Im Ergebnis wurden drei Enzymvarianten erhalten, die sich von der
kommerziell erhältlichen
PLA2 aus der Honigbiene (bv-PLA2) dadurch
unterscheiden, dass sie nicht glykosyliert und am N-Terminus modifiziert
sind. Durch N-terminate Proteinsequenzierung konnte nachgewiesen
werden, dass die Enzyme M-PLA2 und I1V-PLA2 noch das Startmethionin besitzen, während die
Sequenz von I1A-PLA2 mit Alanin beginnt.
Alle Enzymvarianten besaßen
die gleiche spezifische Aktivität
gegenüber
dem Substrat 1,2-Dioleoyl-sn-glycero-3-phosphocholin, das in Form von
Mischmicellen mit Triton X-100 präpariert wurde. Die erhaltenen
spezifischen Aktivitäten
sind ähnlich
der Aktivität
des aus dem Gift der Honigbiene gewonnenen Enzyms.
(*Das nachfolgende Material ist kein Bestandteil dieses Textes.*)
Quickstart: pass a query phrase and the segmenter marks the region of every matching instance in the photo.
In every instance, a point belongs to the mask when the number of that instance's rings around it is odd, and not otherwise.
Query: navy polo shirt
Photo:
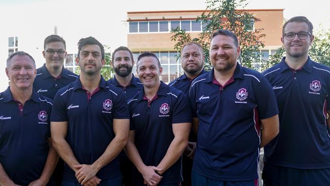
[[[144,95],[143,89],[128,102],[130,130],[135,131],[135,145],[143,163],[157,166],[174,139],[172,124],[191,122],[191,110],[184,94],[162,81],[156,98],[150,102]],[[142,175],[135,169],[134,180],[142,184]],[[162,174],[159,184],[182,181],[181,169],[180,158]]]
[[[75,81],[78,75],[63,67],[60,77],[55,78],[52,76],[44,64],[37,70],[33,88],[38,93],[52,99],[57,90]]]
[[[49,150],[51,106],[49,99],[34,91],[21,114],[9,87],[0,93],[0,163],[16,184],[27,185],[41,175]]]
[[[284,61],[265,72],[277,99],[280,133],[265,148],[265,161],[298,169],[330,168],[330,68],[309,57],[300,70]]]
[[[68,121],[65,138],[80,164],[93,164],[103,154],[115,137],[113,119],[128,119],[128,111],[122,91],[103,77],[100,90],[87,100],[79,78],[58,90],[54,99],[51,121]],[[96,174],[101,179],[119,176],[117,158]],[[75,172],[67,165],[63,177],[77,181]]]
[[[116,79],[116,76],[114,76],[113,78],[109,79],[108,82],[116,87],[121,88],[125,93],[127,100],[133,98],[143,87],[143,84],[140,81],[139,78],[135,77],[134,75],[133,76],[129,84],[125,87],[122,86],[119,84]]]
[[[192,169],[221,181],[256,179],[259,119],[278,113],[275,94],[261,74],[238,63],[223,87],[214,72],[195,79],[189,91],[193,117],[200,122]]]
Durch die Verfolgung
der Fluoreszenzeigenschaften der Enzyme in Gegenwart von Guanidinhydrochlorid
konnte gezeigt werden, dass die Enzymvarianten im Vergleich mit
dem Enzym aus der Honigbiene keine signifikanten Unterschiede in
ihrer Konformationsstabilität
aufweisen. In Tabelle 1 sind die entsprechenden Daten zusammengefaßt.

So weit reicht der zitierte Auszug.